Washington, D.C. – Today, the Columbus Dispatch highlighted Sen. Rob Portman’s fight against the Obama Administration’s power grab regarding the debt limit.  The Obama Administration’s initial offer in fiscal cliff negotiations gave the President unilateral power to raise the debt limit without any Congressional oversight.

Excerpts of the article included below. Actual article can be found here.  The letter, which has now been signed by 43 of his colleagues in the Senate, can be found here.

Columbus Dispatch
Portman resists debt-ceiling proposal
Jessica Wehrman, December 6, 2012
 
WASHINGTON — Sen. Rob Portman urges President Barack Obama to lay off a White House plan to change the procedure that the federal government uses to raise the debt ceiling.

Portman’s letter came after the U.S. Department of Treasury released a blog suggesting changing the current process — which requires Congress to vote to raise the debt ceiling — with a process in which Congress gains the right to formally “disapprove” of debt-ceiling increases but the president has the power to veto that bill and thus extend the government’s borrowing capacity.

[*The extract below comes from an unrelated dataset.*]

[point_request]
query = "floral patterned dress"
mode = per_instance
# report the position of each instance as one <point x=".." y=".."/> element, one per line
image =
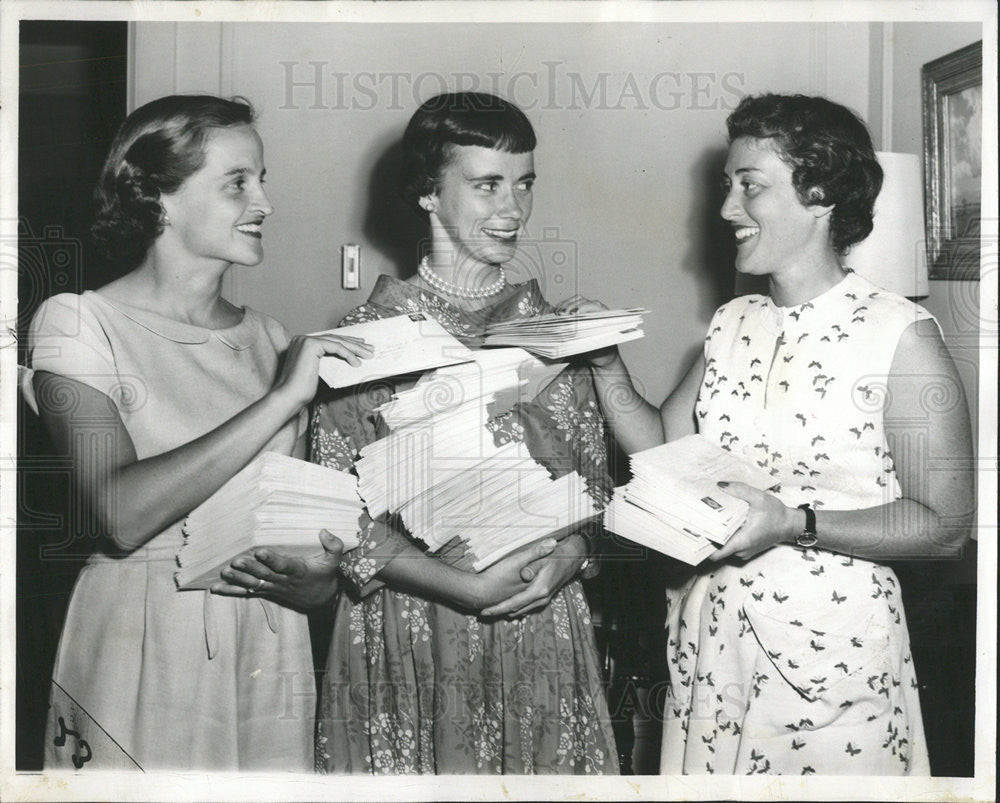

Portman, a former Office of Management and Budget director, circulated a letter protesting that idea among his Capitol Hill Republican colleagues yesterday and planned to send it out at the end of the day.

The Ohio Republican wrote that he believed “that Congress’s power over borrowing, like the power of the purse, is firmly rooted in our constitutional tradition.”
“The Founders understood the potential danger of permitting the Executive to unilaterally incur new public debt,” Portman wrote. “Consequently, Article I of the Constitution empowers only Congress ‘to borrow money on the credit of the United States.’ The debt ceiling is the means by which Congress exercises this inherent legislative responsibility.”

Portman pointed out that Obama, as a U.S. senator in 2006, voted against raising the debt ceiling.

“We believe that preserving Congress’s role in setting the debt limit is necessary to encourage deficit reduction and uphold our constitutional tradition of legislative control over borrowing,” he wrote.